Please could I ask how people might approach this problem?
So far, I have that the solutions are given by $A^{-1}B^{-1}$. We can establish from the initial information that $A$ and $B$ are both invertible. Is there a way of showing that this set of solutions is finite or infinite? 
I know that $A$ and $B$ are invertible since $\det(BA)=\det(A)\det(B)$ is non-zero. Credit goes to the poster who provided such an eloquent explanation to get my current level of understanding.
 A: A trivial answer to this question is as follows:
Let us assume $A=I_2=\begin{bmatrix} 1 & 0 \\ 0 & 1 \end{bmatrix}$, then $B = \begin{bmatrix} -1 & 0 \\ 0 & 1 \end{bmatrix}$.
Which means $AB=BA= \begin{bmatrix} -1 & 0 \\ 0 & 1 \end{bmatrix}.$
I think there are multiple answers to this question and we need more information. 
Also it is not mentioned anywhere that matrices $A$ and $B$ should have dimension $2\times 2$, which means we can have $A$ of dimension $m\times 2$ and $B$ of dimension $2\times n$ for $n\neq m$, which means we cannot find $BA$.
A: From $$AB = \begin{bmatrix} -1 & 0 \\ 0 & 1 \end{bmatrix}$$ follows $ABAB = I$ where $I$ is the identity matrix. Consequently


*

*$A$ and $B$ are invertible,

*$A(BA)B = I$, whence $BA = A^{-1}B^{-1}$.

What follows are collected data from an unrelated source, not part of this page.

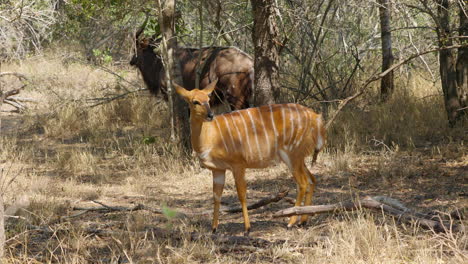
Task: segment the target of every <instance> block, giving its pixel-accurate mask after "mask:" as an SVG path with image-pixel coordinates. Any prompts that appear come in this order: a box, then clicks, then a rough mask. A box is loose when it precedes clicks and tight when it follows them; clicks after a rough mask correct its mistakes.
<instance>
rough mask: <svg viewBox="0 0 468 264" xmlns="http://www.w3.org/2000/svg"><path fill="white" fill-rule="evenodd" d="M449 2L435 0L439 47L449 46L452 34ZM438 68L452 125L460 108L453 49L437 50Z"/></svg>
mask: <svg viewBox="0 0 468 264" xmlns="http://www.w3.org/2000/svg"><path fill="white" fill-rule="evenodd" d="M449 9H450V3H449V0H437V14H438V20H439V23H436V24H437V35H438V40H439V47H445V46H451V45H452V43H453V42H452V38H451V37H452V36H451V29H450V12H449ZM439 64H440V65H439V68H440V79H441V84H442V91H443V93H444V102H445V110H446V111H447V116H448V121H449V125H450V126H454V125H455V123H456V120H457V119H458V117H459V116H458V113H459V112H460V111H457V110H458V109H460V108H461V105H460V100H459V98H458V91H457V72H456V57H455V51H454V50H452V49H443V50H441V51H440V52H439Z"/></svg>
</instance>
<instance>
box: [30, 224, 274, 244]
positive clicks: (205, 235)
mask: <svg viewBox="0 0 468 264" xmlns="http://www.w3.org/2000/svg"><path fill="white" fill-rule="evenodd" d="M36 230H39V229H37V228H36ZM45 231H47V229H45ZM84 232H85V233H88V234H92V235H97V236H115V235H119V236H120V235H122V234H125V233H129V232H131V234H132V235H138V234H140V235H142V236H145V237H147V238H151V237H153V238H158V239H175V240H180V239H183V238H186V239H188V240H189V241H199V240H203V239H205V240H212V241H213V242H215V243H216V244H228V245H249V246H255V247H267V246H269V245H271V244H272V242H270V241H268V240H265V239H261V238H255V237H248V236H231V235H225V234H202V233H199V232H190V233H188V232H182V231H178V230H172V229H165V228H159V227H151V228H148V229H146V230H144V231H128V230H107V229H98V228H86V229H85V230H84Z"/></svg>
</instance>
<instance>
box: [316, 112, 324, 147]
mask: <svg viewBox="0 0 468 264" xmlns="http://www.w3.org/2000/svg"><path fill="white" fill-rule="evenodd" d="M321 127H322V117H321V116H318V117H317V146H316V148H315V149H322V146H323V138H322V134H321V133H320V131H321Z"/></svg>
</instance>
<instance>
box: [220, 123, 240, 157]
mask: <svg viewBox="0 0 468 264" xmlns="http://www.w3.org/2000/svg"><path fill="white" fill-rule="evenodd" d="M221 117H222V118H223V120H224V122H225V123H226V130H227V131H228V134H229V138H230V139H231V143H232V151H235V150H236V149H237V148H236V143H234V138H233V137H232V133H231V128H230V127H229V125H228V121H227V118H226V116H224V115H221Z"/></svg>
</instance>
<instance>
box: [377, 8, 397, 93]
mask: <svg viewBox="0 0 468 264" xmlns="http://www.w3.org/2000/svg"><path fill="white" fill-rule="evenodd" d="M379 4H380V7H379V13H380V35H381V40H382V72H384V71H386V70H387V69H389V68H390V67H391V66H392V64H393V53H392V34H391V31H390V3H389V0H379ZM393 90H394V85H393V71H391V72H390V73H388V74H387V75H385V76H384V77H383V78H382V79H381V81H380V100H381V101H382V102H385V101H387V100H388V98H390V96H391V95H392V93H393Z"/></svg>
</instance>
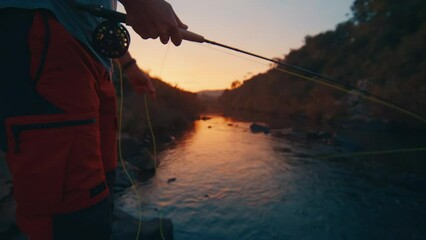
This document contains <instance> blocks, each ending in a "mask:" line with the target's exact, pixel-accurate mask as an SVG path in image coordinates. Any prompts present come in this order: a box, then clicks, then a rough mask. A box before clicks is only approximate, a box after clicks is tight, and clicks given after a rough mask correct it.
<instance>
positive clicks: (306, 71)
mask: <svg viewBox="0 0 426 240" xmlns="http://www.w3.org/2000/svg"><path fill="white" fill-rule="evenodd" d="M75 7H76V8H77V9H78V10H81V11H85V12H88V13H90V14H92V15H94V16H97V17H102V18H105V19H109V20H113V21H117V22H121V23H126V18H127V15H126V14H124V13H120V12H116V11H112V10H107V9H104V8H102V7H99V6H93V5H86V4H76V5H75ZM179 31H180V34H181V36H182V39H184V40H186V41H191V42H198V43H208V44H212V45H216V46H219V47H222V48H226V49H229V50H232V51H236V52H240V53H243V54H246V55H250V56H252V57H256V58H259V59H263V60H265V61H269V62H272V63H275V64H277V65H279V66H282V67H286V68H287V69H290V70H293V71H297V72H299V73H303V74H305V75H308V76H309V78H312V79H317V80H320V81H321V82H325V83H329V84H334V85H335V86H339V87H340V88H342V89H344V90H345V91H347V92H350V91H356V92H358V93H361V94H364V95H365V96H367V97H368V99H370V100H372V101H373V102H376V103H380V104H382V105H385V106H388V107H390V108H393V109H396V110H398V111H400V112H403V113H405V114H407V115H411V116H413V117H415V118H417V119H420V120H421V121H422V122H426V118H425V117H423V116H422V115H421V114H418V113H416V112H413V111H411V110H408V109H407V108H405V107H403V106H399V105H398V104H396V103H393V102H391V101H389V100H388V99H385V98H383V97H381V96H378V95H375V94H372V93H370V92H367V91H365V90H362V89H359V88H357V87H355V86H352V85H350V84H347V83H344V82H342V81H337V80H335V79H332V78H329V77H326V76H324V75H321V74H318V73H315V72H312V71H309V70H307V69H304V68H301V67H298V66H295V65H291V64H288V63H285V62H282V61H277V60H274V59H271V58H266V57H263V56H260V55H257V54H254V53H251V52H247V51H244V50H241V49H238V48H234V47H231V46H227V45H224V44H221V43H218V42H214V41H211V40H208V39H206V38H204V37H203V36H202V35H199V34H196V33H194V32H191V31H188V30H185V29H180V30H179Z"/></svg>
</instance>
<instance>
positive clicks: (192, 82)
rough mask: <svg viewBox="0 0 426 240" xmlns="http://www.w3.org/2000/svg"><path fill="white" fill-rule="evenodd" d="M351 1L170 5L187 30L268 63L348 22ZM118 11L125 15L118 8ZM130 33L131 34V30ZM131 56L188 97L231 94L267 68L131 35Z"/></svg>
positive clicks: (223, 52) (158, 40)
mask: <svg viewBox="0 0 426 240" xmlns="http://www.w3.org/2000/svg"><path fill="white" fill-rule="evenodd" d="M352 2H353V0H170V1H169V3H171V4H172V6H173V8H174V9H175V11H176V13H177V14H178V16H179V17H180V18H181V20H182V21H183V22H184V23H185V24H187V25H188V26H189V30H191V31H193V32H196V33H198V34H201V35H203V36H204V37H205V38H206V39H209V40H212V41H216V42H219V43H223V44H226V45H231V46H234V47H237V48H241V49H243V50H246V51H249V52H253V53H256V54H259V55H262V56H265V57H268V58H274V57H283V56H284V55H286V54H287V53H288V52H289V51H290V50H291V49H297V48H299V47H300V46H302V45H303V43H304V38H305V36H306V35H315V34H317V33H320V32H323V31H326V30H332V29H334V28H335V26H336V24H338V23H340V22H342V21H344V20H347V19H348V18H349V16H350V15H348V14H349V13H350V6H351V4H352ZM119 10H120V11H124V10H123V8H122V7H121V6H120V7H119ZM129 30H131V29H129ZM131 37H132V42H131V47H130V52H131V53H132V55H133V56H134V57H135V58H136V59H137V61H138V64H139V66H141V67H142V68H143V69H144V70H146V71H148V72H149V73H150V75H152V76H156V77H160V78H161V79H163V80H164V81H166V82H168V83H170V84H172V85H174V86H175V85H176V86H178V87H180V88H183V89H185V90H188V91H199V90H207V89H225V88H229V87H230V85H231V83H232V82H233V81H236V80H240V81H242V80H245V79H247V78H248V77H249V76H251V75H254V74H258V73H260V72H264V71H266V70H267V69H268V68H269V63H268V62H265V61H263V60H258V59H255V58H252V57H249V56H245V55H241V54H239V53H234V52H231V51H229V50H225V49H221V48H218V47H214V46H210V45H208V44H200V43H192V42H183V43H182V45H181V46H179V47H175V46H173V45H172V44H169V45H162V44H161V42H160V40H158V39H157V40H143V39H141V38H140V37H138V36H137V35H136V34H135V33H134V32H133V31H132V30H131Z"/></svg>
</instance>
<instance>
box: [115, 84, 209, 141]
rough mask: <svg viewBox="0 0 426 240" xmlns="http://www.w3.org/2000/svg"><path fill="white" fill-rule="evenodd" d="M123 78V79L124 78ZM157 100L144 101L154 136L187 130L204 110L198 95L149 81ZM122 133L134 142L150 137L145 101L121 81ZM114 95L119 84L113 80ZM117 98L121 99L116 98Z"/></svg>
mask: <svg viewBox="0 0 426 240" xmlns="http://www.w3.org/2000/svg"><path fill="white" fill-rule="evenodd" d="M124 78H125V76H124ZM152 82H153V84H154V87H155V89H156V95H157V96H156V98H155V99H151V98H150V97H147V98H146V99H147V101H148V110H149V111H148V112H149V116H150V119H151V122H152V126H153V128H154V131H155V133H156V135H159V136H160V137H161V136H162V135H165V136H166V135H173V134H175V133H178V132H180V131H181V130H182V129H184V128H186V127H188V126H190V125H191V124H192V122H193V121H194V120H195V119H197V118H198V117H199V114H200V112H201V110H202V109H203V106H202V103H201V101H200V100H199V98H198V96H197V94H195V93H191V92H188V91H185V90H182V89H179V88H176V87H173V86H171V85H170V84H168V83H165V82H164V81H162V80H161V79H157V78H152ZM123 83H124V87H123V89H124V109H123V132H124V133H126V134H128V135H131V136H134V137H136V138H143V137H144V136H146V135H149V134H148V133H149V132H148V131H149V129H148V120H147V113H146V108H145V97H144V96H140V95H136V94H135V93H134V92H133V91H131V90H130V86H129V85H127V84H126V83H127V81H126V80H124V81H123ZM115 85H116V89H117V94H118V95H119V81H118V77H117V76H116V77H115ZM119 97H120V96H119Z"/></svg>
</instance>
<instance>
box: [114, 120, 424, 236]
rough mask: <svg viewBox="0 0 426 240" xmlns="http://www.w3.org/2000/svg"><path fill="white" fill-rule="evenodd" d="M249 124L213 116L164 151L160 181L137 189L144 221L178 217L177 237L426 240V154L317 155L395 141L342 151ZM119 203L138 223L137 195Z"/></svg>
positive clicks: (385, 139)
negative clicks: (337, 155) (424, 162)
mask: <svg viewBox="0 0 426 240" xmlns="http://www.w3.org/2000/svg"><path fill="white" fill-rule="evenodd" d="M249 126H250V123H249V122H241V121H237V120H234V119H231V118H225V117H221V116H213V117H212V119H210V120H208V121H197V122H196V123H195V126H194V129H193V130H192V131H190V132H188V133H187V134H186V135H185V136H183V137H182V138H179V139H178V140H177V142H176V143H175V144H174V145H173V146H171V147H170V148H168V149H166V150H164V151H162V152H161V153H160V154H159V156H158V159H159V161H160V165H159V167H158V170H157V174H156V175H155V176H154V177H153V178H151V179H150V180H148V181H146V182H140V183H138V184H137V191H138V192H139V193H140V195H141V196H143V199H142V203H141V204H142V215H143V219H151V218H154V217H159V216H162V217H167V218H171V219H172V220H173V223H174V233H175V239H176V240H227V239H230V240H231V239H232V240H235V239H238V240H245V239H256V240H262V239H265V240H270V239H280V240H281V239H298V240H299V239H425V237H426V227H425V226H426V192H425V186H426V164H425V163H424V162H425V161H426V155H425V152H420V153H404V154H388V155H381V156H370V157H350V156H349V157H340V158H319V157H318V156H322V154H332V155H333V154H334V155H335V154H338V153H339V154H341V153H350V152H353V151H358V150H360V149H361V150H366V149H365V147H364V146H363V143H365V142H368V141H376V142H380V144H381V145H386V144H389V142H391V141H390V140H389V137H386V136H382V137H379V138H375V137H368V136H367V137H365V136H364V137H363V138H360V139H363V140H362V141H360V140H359V139H357V141H358V142H361V143H359V144H360V146H358V143H354V141H355V140H353V139H347V138H346V139H347V141H346V140H345V141H344V144H341V146H339V147H336V146H330V145H328V144H325V143H324V142H321V141H313V142H312V141H310V142H307V141H306V139H305V137H303V136H305V135H304V133H303V132H302V133H300V132H297V131H295V130H291V129H281V130H279V131H273V132H272V133H271V134H267V135H266V134H263V133H261V134H253V133H252V132H250V128H249ZM349 136H350V135H349ZM422 136H423V142H416V144H417V145H420V146H426V142H425V141H424V135H422ZM418 138H419V139H420V138H421V136H419V137H418ZM374 139H375V140H374ZM377 139H380V141H377ZM410 139H412V138H410ZM413 141H414V140H413ZM399 142H403V143H405V144H408V143H407V142H410V141H406V140H404V139H402V140H399ZM380 144H378V145H377V146H380V147H383V146H381V145H380ZM422 144H423V145H422ZM402 145H404V144H402ZM408 145H409V144H408ZM411 146H412V145H411ZM388 147H391V148H392V149H396V148H397V147H398V146H396V145H394V146H392V145H389V146H388ZM403 147H407V146H403ZM372 148H374V147H372ZM171 178H175V179H173V181H172V180H170V179H171ZM168 180H170V181H168ZM118 206H119V208H121V209H123V210H124V211H126V212H128V213H130V214H132V215H134V216H135V217H136V216H138V207H137V206H138V203H137V200H136V197H135V194H134V193H132V192H131V191H129V192H128V193H126V194H125V195H123V196H122V197H121V198H120V199H119V201H118Z"/></svg>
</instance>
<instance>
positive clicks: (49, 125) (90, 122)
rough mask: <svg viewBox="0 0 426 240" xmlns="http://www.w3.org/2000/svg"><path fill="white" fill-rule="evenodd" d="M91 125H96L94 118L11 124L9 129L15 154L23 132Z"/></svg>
mask: <svg viewBox="0 0 426 240" xmlns="http://www.w3.org/2000/svg"><path fill="white" fill-rule="evenodd" d="M93 123H96V119H95V118H92V119H81V120H69V121H60V122H46V123H29V124H12V125H11V126H10V128H11V130H12V135H13V139H14V146H15V153H19V152H20V145H21V133H22V132H24V131H31V130H43V129H51V128H64V127H74V126H82V125H87V124H93Z"/></svg>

Thus the answer is $BA = A^{-1}B^{-1}$. It is the unique solution and it does not require any further information. 
A: Let $AB=C$ with $C=\pmatrix{ -1 & 0 \cr 0 & 1 \cr}$. Since $0\neq \det(C)=\det(A)\det(B)$, both $A$ and $B$ are invertible. Conjugating $AB=C$ with $A$ yields
$$
BA=A^{-1}(AB)A=A^{-1}CA.
$$
Note that there are several choices for $A$ and $B$ with $AB=C$. For example,  $A=I$, $B=C$, or $B=I$ and $A=C$.
Another possibility is
$$
A=\pmatrix{ 0 & 1 \cr 1 & 0 \cr},\quad 
B=\pmatrix{ 0 & 1 \cr -1 & 0 \cr}.
$$
A: HINT: Take $A = \begin{pmatrix}
    a & b \\
    c & d \\
    \end{pmatrix}$ and $B = \begin{pmatrix}
    e & f \\
    g & h \\
    \end{pmatrix}$. Then by using the equation given, find some restrictions for the unknown variables $a,b,c,d,e,f,g,h$. After that, you can find $BA$ in terms of unknown variables and with the restrictions, you can generalize some of the results.